Hi Jim
This
(https://public-inbox.org/git/CAPuR+ZhwnHCp8j76PscuBqG2rCLkgG0+6Y3WwLgNRhaoj4OR9A@xxxxxxxxxxxxxx/)
has been lying around for a long while..
On 11/11/2019 15:28, Jim Edwards wrote:
Hi,
I am a developer of scientific software, as science software we expect
and encourage users to modify source code in order to customize their
experiments.
Sounds an ideal usage for git - giving back control to the users so they
can easily maintain their versions.
The mechanism which has been developed to do this
predates having source code in git and we are trying to figure out a
way to minimize changes to the scientists workflow, while leveraging
the power of git to improve the process.
Good, though sounds like you will need some terminology mapping.. Is
there a public reference to the method?
In the workflow the
scientist creates a 'case' using script in the repository to create a
directory structure from which they will conduct their experiment.
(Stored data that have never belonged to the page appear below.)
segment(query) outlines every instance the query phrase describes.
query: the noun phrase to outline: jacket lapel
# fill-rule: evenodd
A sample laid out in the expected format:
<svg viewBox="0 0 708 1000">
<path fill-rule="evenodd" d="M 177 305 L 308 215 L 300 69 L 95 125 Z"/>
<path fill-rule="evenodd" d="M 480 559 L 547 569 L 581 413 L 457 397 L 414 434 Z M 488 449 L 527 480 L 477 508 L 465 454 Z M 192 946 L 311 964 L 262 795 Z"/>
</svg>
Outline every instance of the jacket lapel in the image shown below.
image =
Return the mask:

In what sense do you use "case"?
e.g. a [single] suitcase that holds a choice of clothes to wear /
experimental methods;
Or, a long list of experimental setups, each with a name, selecting a
'case' statement (like a software 'case' statement);
Or, a use-case that gives a half complete suggestion about how it may
work, but with some details still to be filled in due to lack of space
on the post-it note..?
Given that the scientists create a 'directory structure' (containing
files?) for each experiment, this sounds very much like creating a
'branch' (line of development) from the initial template of that
structure, and as they develop their experiment's directory structure,
they record their development in 'commits' on that branch (and sub
branches if they are looking at alternatives). Finally, when they have a
good structure ready, they can 'tag' that commit so it's easy to find.
Part of that directory structure is a SourceMods directory where the
user can drop modified source files that will be compiled in place of
a file of the same name in the source tree.
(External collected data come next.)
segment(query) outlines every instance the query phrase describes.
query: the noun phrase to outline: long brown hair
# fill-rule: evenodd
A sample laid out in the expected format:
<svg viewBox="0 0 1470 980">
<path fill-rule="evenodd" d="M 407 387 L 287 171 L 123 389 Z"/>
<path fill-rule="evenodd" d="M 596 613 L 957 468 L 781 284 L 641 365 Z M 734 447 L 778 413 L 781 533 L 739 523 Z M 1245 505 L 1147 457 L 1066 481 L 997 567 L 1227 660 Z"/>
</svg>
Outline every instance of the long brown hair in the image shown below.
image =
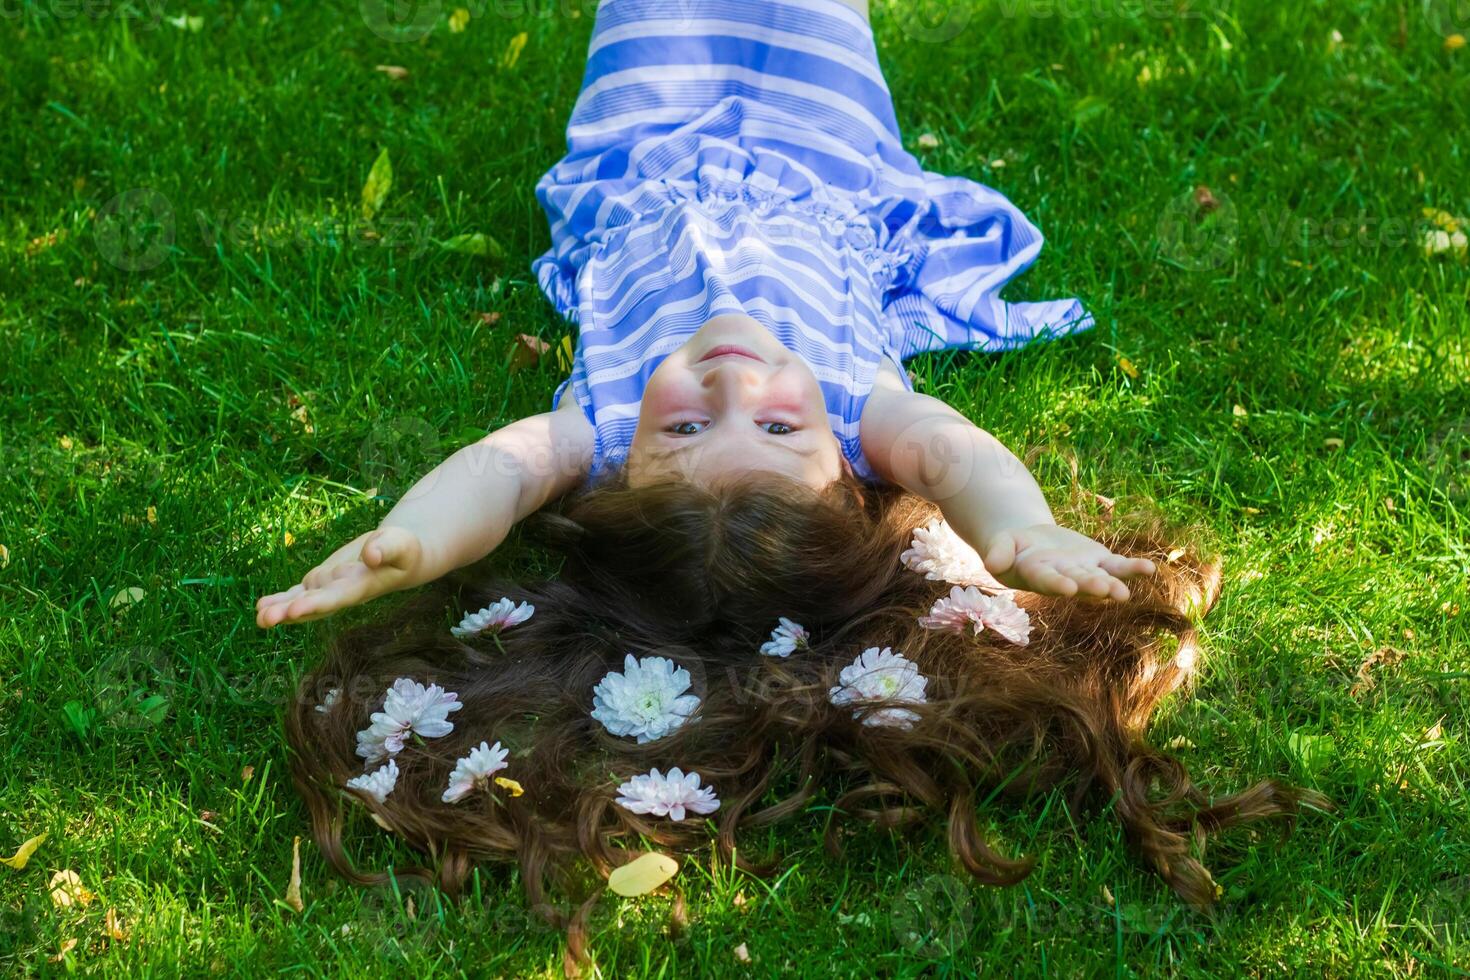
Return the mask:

This 'dropping' has a strong _conceptual_ similarity to the staging area
or 'index', where git users 'add' files that they feel are ready to an
area that is used (like an outbox awaiting collection) as a temporary
holding area waiting till all the bits are ready and waiting before they
commit the ensemble.
So this "SourceMods" is very similar to the staging area, except that in
your case it sounds like it is a specific place, while in git it is more
conceptual as the user will 'git add <file>', and that change is
registered in "the index" (a local file in a hidden .git directory),
ready for the big commit.
Behind the scenes, a copy of the file is saved (in the object store) and
hashed ready for inclusion in the commit hierarchy . Later the files
(objects) stored in the object store are 'packed' resulting in a very
compact storage, particularly for source files. The git repository can
be 'pushed' to other servers, and other repositories 'fetched' from
servers (and mixed together if they have common ancestry).
These files are sometimes
long lived and passed from case to case and even user to user and it
is not hard to have the files get out of sync with the source tree.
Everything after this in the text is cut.